International Community Health Services Opens New Vision Clinic

International Community Health Services November 13, 2017 0

From left: Tom Van Bronkhorst, City of Seattle Department of Neighborhoods, strategic advisor; Teresita Batayola, ICHS CEO; Dr. Andrea Liem, ICHS optometrist; former City of Seattle council member Jean Godden; Ron Chew, ICHS Foundation director; and ICHS board members Nancy Lee and Barbara Obena, cut the ribbon to celebrate the opening of ICHS Vision Clinic in the International District. • Photo by Charles Lee.

International Community Health Services (ICHS), the largest neighborhood-based health care provider for Asian Pacific Islander and immigrant communities in Washington state, held a ribbon-cutting service on November 7 to celebrate the opening of its new vision clinic in the Chinatown International District.

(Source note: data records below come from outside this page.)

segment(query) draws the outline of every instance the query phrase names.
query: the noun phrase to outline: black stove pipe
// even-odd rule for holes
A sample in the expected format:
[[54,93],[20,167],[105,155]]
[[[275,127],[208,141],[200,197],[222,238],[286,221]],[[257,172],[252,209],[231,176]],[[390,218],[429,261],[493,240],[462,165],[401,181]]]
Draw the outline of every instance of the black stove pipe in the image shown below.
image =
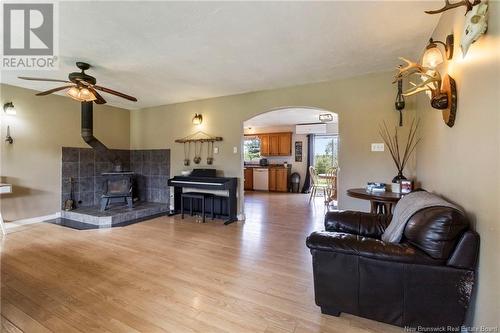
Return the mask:
[[94,136],[94,103],[82,102],[82,138],[90,147],[94,148],[98,154],[107,156],[115,171],[121,171],[121,161]]

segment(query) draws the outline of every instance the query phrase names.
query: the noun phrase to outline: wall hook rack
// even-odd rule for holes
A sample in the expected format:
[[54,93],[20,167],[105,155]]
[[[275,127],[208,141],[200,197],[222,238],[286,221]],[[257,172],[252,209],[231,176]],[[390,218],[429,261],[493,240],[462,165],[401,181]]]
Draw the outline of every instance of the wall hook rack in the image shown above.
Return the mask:
[[177,143],[186,143],[186,142],[215,142],[222,141],[222,137],[220,136],[212,136],[203,131],[198,131],[191,135],[185,136],[182,139],[177,139],[175,142]]

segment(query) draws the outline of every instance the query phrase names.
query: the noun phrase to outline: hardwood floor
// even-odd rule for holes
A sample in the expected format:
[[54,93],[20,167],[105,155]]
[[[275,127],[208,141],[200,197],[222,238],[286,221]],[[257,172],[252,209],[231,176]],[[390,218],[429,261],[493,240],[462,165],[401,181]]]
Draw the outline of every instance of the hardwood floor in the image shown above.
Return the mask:
[[322,315],[305,237],[323,206],[246,195],[246,222],[161,217],[78,231],[38,224],[4,238],[2,332],[401,332]]

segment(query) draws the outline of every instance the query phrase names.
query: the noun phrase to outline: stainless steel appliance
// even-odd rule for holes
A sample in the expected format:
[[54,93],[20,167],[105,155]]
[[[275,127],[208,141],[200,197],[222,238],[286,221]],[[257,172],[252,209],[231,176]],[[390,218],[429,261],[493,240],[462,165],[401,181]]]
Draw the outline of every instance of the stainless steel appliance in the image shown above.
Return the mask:
[[269,165],[269,161],[267,160],[267,158],[261,158],[259,160],[259,165],[260,166],[268,166]]

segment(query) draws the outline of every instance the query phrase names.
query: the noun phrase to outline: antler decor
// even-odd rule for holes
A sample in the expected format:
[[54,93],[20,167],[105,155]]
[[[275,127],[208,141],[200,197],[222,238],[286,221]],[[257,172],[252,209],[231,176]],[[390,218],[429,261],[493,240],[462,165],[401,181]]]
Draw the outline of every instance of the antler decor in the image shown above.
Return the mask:
[[465,14],[467,14],[469,11],[472,10],[472,7],[477,6],[481,3],[481,0],[474,0],[474,2],[470,2],[469,0],[462,0],[459,2],[455,3],[450,3],[450,0],[444,0],[444,7],[436,10],[426,10],[425,12],[427,14],[439,14],[444,11],[447,11],[449,9],[457,8],[457,7],[462,7],[465,6],[467,10],[465,11]]
[[394,77],[392,83],[396,83],[404,78],[409,78],[410,76],[418,76],[421,82],[415,84],[410,81],[412,88],[403,92],[403,96],[415,95],[422,91],[431,91],[431,96],[436,96],[440,94],[439,87],[441,86],[441,75],[438,71],[432,70],[431,68],[424,67],[416,62],[412,62],[408,59],[400,57],[399,59],[407,63],[406,66],[400,65],[397,67],[398,73]]
[[455,123],[455,114],[457,110],[457,89],[455,80],[449,75],[446,75],[443,79],[437,70],[424,67],[402,57],[399,59],[406,62],[406,65],[397,67],[398,72],[394,76],[393,83],[404,78],[409,79],[413,76],[417,76],[420,79],[418,83],[409,81],[412,87],[404,91],[403,96],[412,96],[423,91],[430,91],[431,106],[443,111],[444,122],[449,127],[452,127]]

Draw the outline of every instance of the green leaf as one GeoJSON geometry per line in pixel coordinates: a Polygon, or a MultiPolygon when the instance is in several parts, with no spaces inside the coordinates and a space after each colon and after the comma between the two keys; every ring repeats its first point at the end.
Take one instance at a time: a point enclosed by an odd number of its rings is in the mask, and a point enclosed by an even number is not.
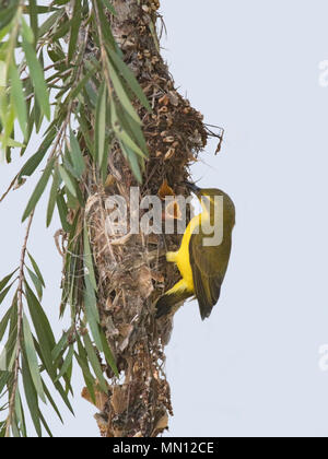
{"type": "Polygon", "coordinates": [[[27,358],[23,357],[22,363],[23,386],[25,391],[26,402],[30,409],[31,417],[38,437],[42,437],[42,427],[38,415],[37,393],[30,373],[27,358]]]}
{"type": "Polygon", "coordinates": [[[15,393],[15,414],[17,417],[17,422],[20,423],[20,431],[22,432],[22,435],[24,437],[27,437],[23,403],[22,403],[21,395],[17,390],[15,393]]]}
{"type": "Polygon", "coordinates": [[[44,70],[36,57],[35,50],[26,36],[23,35],[22,46],[26,57],[26,62],[30,69],[31,79],[33,81],[34,91],[39,106],[43,109],[46,118],[50,119],[50,104],[47,85],[45,82],[44,70]]]}
{"type": "Polygon", "coordinates": [[[38,279],[39,279],[39,281],[40,281],[42,285],[45,287],[45,286],[46,286],[46,284],[45,284],[45,281],[44,281],[44,278],[43,278],[43,274],[42,274],[42,272],[40,272],[40,270],[39,270],[39,268],[38,268],[38,266],[37,266],[37,263],[36,263],[35,259],[32,257],[32,255],[30,254],[30,251],[27,251],[27,255],[28,255],[30,261],[31,261],[31,263],[32,263],[32,266],[33,266],[33,269],[34,269],[35,274],[38,276],[38,279]]]}
{"type": "Polygon", "coordinates": [[[35,187],[35,190],[33,191],[33,195],[30,198],[30,201],[28,201],[27,207],[25,209],[25,212],[23,214],[22,222],[24,222],[27,219],[27,216],[33,212],[36,204],[38,203],[38,201],[39,201],[39,199],[40,199],[40,197],[42,197],[42,195],[43,195],[43,192],[44,192],[44,190],[45,190],[45,188],[48,184],[48,180],[50,178],[52,167],[54,167],[54,162],[55,162],[55,158],[52,158],[48,163],[47,167],[45,168],[45,170],[42,175],[42,178],[37,183],[37,185],[35,187]]]}
{"type": "Polygon", "coordinates": [[[2,318],[2,320],[0,322],[0,341],[2,340],[3,334],[4,334],[5,330],[7,330],[7,327],[8,327],[9,319],[10,319],[11,315],[12,315],[12,309],[10,308],[10,309],[8,309],[8,311],[5,313],[5,315],[3,316],[3,318],[2,318]]]}
{"type": "Polygon", "coordinates": [[[43,384],[42,384],[40,374],[38,369],[37,355],[36,355],[34,344],[33,344],[33,337],[32,337],[32,332],[31,332],[30,325],[28,325],[25,314],[23,316],[23,330],[24,330],[25,352],[26,352],[26,357],[28,362],[31,376],[34,382],[34,387],[39,398],[42,399],[42,401],[46,403],[46,396],[43,389],[43,384]]]}
{"type": "Polygon", "coordinates": [[[67,370],[69,369],[72,363],[73,355],[74,355],[74,346],[70,345],[69,352],[67,353],[67,356],[65,357],[65,361],[60,367],[60,372],[56,380],[59,380],[67,373],[67,370]]]}
{"type": "Polygon", "coordinates": [[[102,2],[104,3],[104,7],[108,8],[108,10],[114,16],[117,16],[117,12],[109,0],[102,0],[102,2]]]}
{"type": "Polygon", "coordinates": [[[46,19],[46,21],[40,25],[38,30],[38,36],[43,37],[45,34],[47,34],[51,27],[55,25],[56,21],[59,21],[61,16],[63,16],[65,10],[60,9],[58,11],[55,11],[54,14],[51,14],[49,17],[46,19]]]}
{"type": "Polygon", "coordinates": [[[58,172],[58,167],[55,166],[52,185],[50,189],[49,202],[48,202],[48,208],[47,208],[47,227],[50,225],[51,220],[52,220],[57,193],[58,193],[58,186],[59,186],[59,172],[58,172]]]}
{"type": "Polygon", "coordinates": [[[25,290],[28,310],[38,339],[40,353],[43,355],[47,373],[54,381],[56,379],[56,368],[52,362],[51,350],[56,344],[55,337],[42,305],[27,283],[25,283],[25,290]]]}
{"type": "Polygon", "coordinates": [[[83,245],[84,245],[84,276],[87,276],[90,279],[91,285],[95,291],[97,291],[97,283],[95,279],[94,273],[94,267],[93,267],[93,257],[89,240],[89,233],[87,233],[87,223],[84,222],[84,228],[83,228],[83,245]]]}
{"type": "Polygon", "coordinates": [[[5,278],[2,279],[2,281],[0,281],[0,292],[2,292],[2,290],[5,287],[5,285],[8,284],[8,282],[11,280],[11,278],[14,275],[15,272],[17,272],[19,269],[15,269],[13,272],[11,272],[10,274],[8,274],[5,278]]]}
{"type": "Polygon", "coordinates": [[[95,120],[95,150],[98,164],[102,164],[105,152],[105,136],[106,136],[106,86],[105,83],[101,84],[96,106],[96,120],[95,120]]]}
{"type": "Polygon", "coordinates": [[[73,179],[73,177],[71,177],[71,175],[63,168],[62,165],[58,166],[59,169],[59,174],[65,183],[65,185],[67,186],[69,192],[74,197],[78,198],[78,191],[77,191],[77,183],[73,179]]]}
{"type": "Polygon", "coordinates": [[[22,16],[22,35],[31,45],[34,44],[35,36],[32,28],[27,25],[24,16],[22,16]]]}
{"type": "Polygon", "coordinates": [[[62,193],[58,193],[57,195],[56,202],[57,202],[57,208],[58,208],[58,212],[59,212],[59,217],[60,217],[62,229],[66,233],[70,233],[71,225],[69,224],[69,222],[67,220],[67,217],[68,217],[68,208],[67,208],[67,203],[66,203],[66,201],[63,199],[62,193]]]}
{"type": "Polygon", "coordinates": [[[27,109],[25,103],[25,95],[23,90],[23,84],[20,79],[17,68],[14,62],[11,63],[9,68],[9,74],[11,79],[11,96],[13,102],[13,107],[19,119],[20,127],[22,129],[24,139],[27,136],[27,109]]]}
{"type": "MultiPolygon", "coordinates": [[[[11,284],[11,285],[12,285],[12,284],[11,284]]],[[[10,291],[11,285],[9,285],[7,289],[4,289],[4,290],[0,293],[0,305],[1,305],[1,303],[3,302],[3,299],[5,298],[5,296],[7,296],[8,292],[10,291]]]]}
{"type": "Polygon", "coordinates": [[[65,331],[60,338],[60,340],[58,341],[58,343],[55,345],[55,348],[51,351],[51,355],[52,355],[52,360],[57,361],[57,358],[59,357],[59,355],[65,352],[65,350],[68,346],[68,337],[69,337],[69,331],[65,331]]]}
{"type": "Polygon", "coordinates": [[[84,306],[85,306],[85,316],[90,325],[90,329],[93,336],[93,339],[96,343],[96,346],[99,351],[103,351],[103,344],[99,333],[99,314],[97,309],[96,296],[93,290],[93,286],[90,282],[89,276],[85,276],[85,290],[84,290],[84,306]]]}
{"type": "Polygon", "coordinates": [[[49,435],[50,438],[52,438],[54,435],[51,434],[51,431],[50,431],[48,424],[46,423],[46,420],[45,420],[43,413],[40,412],[40,410],[38,410],[38,415],[39,415],[40,422],[43,423],[47,434],[49,435]]]}
{"type": "Polygon", "coordinates": [[[49,136],[46,137],[46,139],[43,141],[40,148],[38,151],[30,157],[30,160],[26,161],[24,166],[22,167],[19,178],[22,178],[24,176],[31,177],[31,175],[35,172],[37,166],[40,164],[43,158],[45,157],[49,146],[51,145],[54,139],[55,139],[56,131],[51,130],[49,132],[49,136]]]}
{"type": "Polygon", "coordinates": [[[94,351],[94,348],[92,345],[91,339],[87,333],[83,334],[83,342],[85,346],[85,351],[89,356],[89,361],[91,363],[91,366],[93,367],[93,370],[97,377],[98,384],[102,388],[102,390],[107,393],[108,392],[108,386],[106,384],[106,380],[103,375],[103,370],[98,361],[98,357],[94,351]]]}
{"type": "Polygon", "coordinates": [[[42,380],[42,381],[43,381],[44,392],[45,392],[47,399],[49,400],[49,402],[50,402],[51,407],[54,408],[55,413],[58,415],[60,422],[63,424],[63,421],[62,421],[61,414],[60,414],[60,412],[59,412],[59,410],[57,408],[57,404],[55,403],[55,401],[54,401],[54,399],[52,399],[52,397],[51,397],[51,395],[50,395],[47,386],[45,385],[45,381],[44,380],[42,380]]]}
{"type": "Polygon", "coordinates": [[[130,167],[134,177],[137,178],[139,184],[142,184],[142,175],[141,175],[140,165],[139,165],[139,161],[136,153],[131,149],[129,149],[129,146],[125,145],[122,142],[120,143],[120,146],[130,163],[130,167]]]}
{"type": "Polygon", "coordinates": [[[71,158],[73,162],[73,168],[78,178],[82,177],[82,174],[85,170],[84,158],[78,142],[78,139],[74,136],[74,132],[70,131],[70,148],[71,148],[71,158]]]}
{"type": "Polygon", "coordinates": [[[68,62],[72,60],[73,54],[77,51],[77,42],[79,30],[81,26],[82,21],[82,5],[81,0],[74,1],[74,9],[72,14],[72,22],[71,22],[71,33],[70,33],[70,43],[68,49],[68,62]]]}
{"type": "Polygon", "coordinates": [[[77,334],[77,342],[78,342],[79,353],[74,352],[74,356],[82,369],[83,378],[89,389],[90,396],[93,402],[95,403],[95,393],[94,393],[95,379],[90,372],[89,363],[87,363],[87,354],[78,334],[77,334]]]}
{"type": "Polygon", "coordinates": [[[116,70],[114,68],[114,66],[110,63],[110,60],[107,60],[107,64],[108,64],[108,69],[109,69],[109,74],[110,74],[110,79],[112,79],[112,83],[113,86],[115,89],[115,92],[117,94],[117,97],[119,99],[119,102],[121,103],[121,105],[125,107],[125,109],[128,111],[128,114],[130,115],[130,117],[132,119],[134,119],[134,121],[141,123],[139,116],[137,115],[137,111],[134,110],[130,98],[128,97],[117,73],[116,70]]]}
{"type": "Polygon", "coordinates": [[[109,60],[113,60],[113,64],[116,66],[118,71],[122,74],[126,82],[130,86],[130,89],[133,91],[133,93],[137,95],[141,104],[149,110],[152,111],[152,108],[148,102],[148,98],[142,91],[138,80],[134,76],[134,73],[129,69],[129,67],[125,63],[125,61],[115,52],[110,51],[109,54],[109,60]]]}
{"type": "Polygon", "coordinates": [[[116,361],[114,358],[113,352],[107,343],[105,333],[103,331],[101,331],[101,339],[102,339],[102,343],[103,343],[103,352],[105,354],[106,361],[108,363],[108,365],[110,366],[110,368],[113,369],[113,372],[115,373],[115,375],[117,377],[119,377],[119,373],[116,366],[116,361]]]}
{"type": "MultiPolygon", "coordinates": [[[[28,0],[28,13],[30,13],[30,22],[31,27],[35,37],[35,40],[37,40],[38,36],[38,21],[37,21],[37,14],[39,12],[39,7],[36,4],[36,0],[28,0]]],[[[46,7],[46,13],[49,12],[49,8],[46,7]]]]}
{"type": "Polygon", "coordinates": [[[35,286],[35,290],[36,290],[38,299],[42,301],[42,297],[43,297],[43,284],[42,284],[40,280],[38,279],[38,276],[35,275],[34,272],[31,271],[30,268],[27,268],[27,271],[28,271],[30,278],[31,278],[31,280],[32,280],[32,282],[33,282],[33,284],[35,286]]]}

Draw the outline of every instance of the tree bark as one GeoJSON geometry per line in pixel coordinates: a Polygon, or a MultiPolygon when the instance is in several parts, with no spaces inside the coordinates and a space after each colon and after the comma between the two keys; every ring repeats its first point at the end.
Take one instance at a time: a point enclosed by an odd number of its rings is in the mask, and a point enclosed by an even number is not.
{"type": "MultiPolygon", "coordinates": [[[[148,113],[136,102],[150,151],[140,187],[141,199],[157,195],[164,180],[178,193],[188,178],[188,166],[207,143],[202,116],[177,93],[160,55],[156,21],[159,0],[114,0],[117,16],[108,16],[125,61],[134,72],[151,105],[148,113]]],[[[180,235],[115,235],[106,231],[108,196],[120,195],[129,202],[137,186],[119,145],[108,152],[105,190],[92,184],[85,216],[97,270],[101,323],[117,360],[120,378],[104,368],[109,396],[99,397],[96,420],[103,436],[156,436],[173,414],[169,385],[164,372],[164,346],[169,340],[172,318],[154,319],[156,298],[179,274],[165,261],[180,235]]],[[[84,397],[87,395],[84,391],[84,397]]]]}

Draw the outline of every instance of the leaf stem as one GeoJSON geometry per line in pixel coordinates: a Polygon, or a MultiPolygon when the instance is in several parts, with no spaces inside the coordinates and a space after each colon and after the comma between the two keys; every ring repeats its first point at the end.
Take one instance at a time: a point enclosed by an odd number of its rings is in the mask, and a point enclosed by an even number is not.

The 1,200-square-foot clinic, located in a storefront across the plaza from the ICHS medical-dental building in International District Village Square, was built with support from a $350,000 grant from the City of Seattle. Design began in October 2016, and the clinic was completed last month. The clinic includes two exam rooms and is expected to handle approximately 900 visits by its second year of operation.

Dr. Andrea Liem, optometrist for the new clinic, says she’s excited to start serving ICHS patients. She said the emphasis of the clinic will be providing primary eye care.

She pointed out that she herself has been going to see an optometrist since middle school. “I’ve worn contact lenses and eyeglasses in the past, and eventually had laser surgery to correct my myopia,” Dr. Liem said. “Based on my personal experience and my family’s need for vision care, I am able to empathize with and better serve my patients.”

Dr. Andrea Liem (far right), ICHS optometrist, makes remarks at the opening of the Vision Clinic on November 7, 2017. • Photo by Amy Tseng.

ICHS currently provides primary care to nearly 29,000 patients in over 50 different languages at its seven clinic locations in Seattle, Shoreline, and Bellevue.

The vision clinic concept arose out of discovery that only half of ICHS patients completed their referrals for eye care. Teresita Batayola, ICHS CEO, said, “Vision problems in the United States are the most prevalent disability among children and youth, and is one of the top disabilities for adults.”

Batayola noted that next year will be the 45th anniversary of ICHS. “It’s nice to finally have this sorely needed service in place as we celebrate our agency’s milestone,” she said.

Amanda Chin, a Beacon Hill resident, had strongly advocated for the vision clinic as a member of the ICHS patient advisory council several years ago. “For me to be able to voice this and now actually seeing it happen is amazing,” said Chin. She and her family—including her mother, father, two brothers and sister—are longtime ICHS patients. Members of the Chin family attended the ribbon-cutting.

Former Seattle City Council member Jean Godden, who helped secure the $350,000 grant from the City during the 2015 budget process, was also at the ceremony. The grant was one of Godden’s last pieces of legislation before she retired.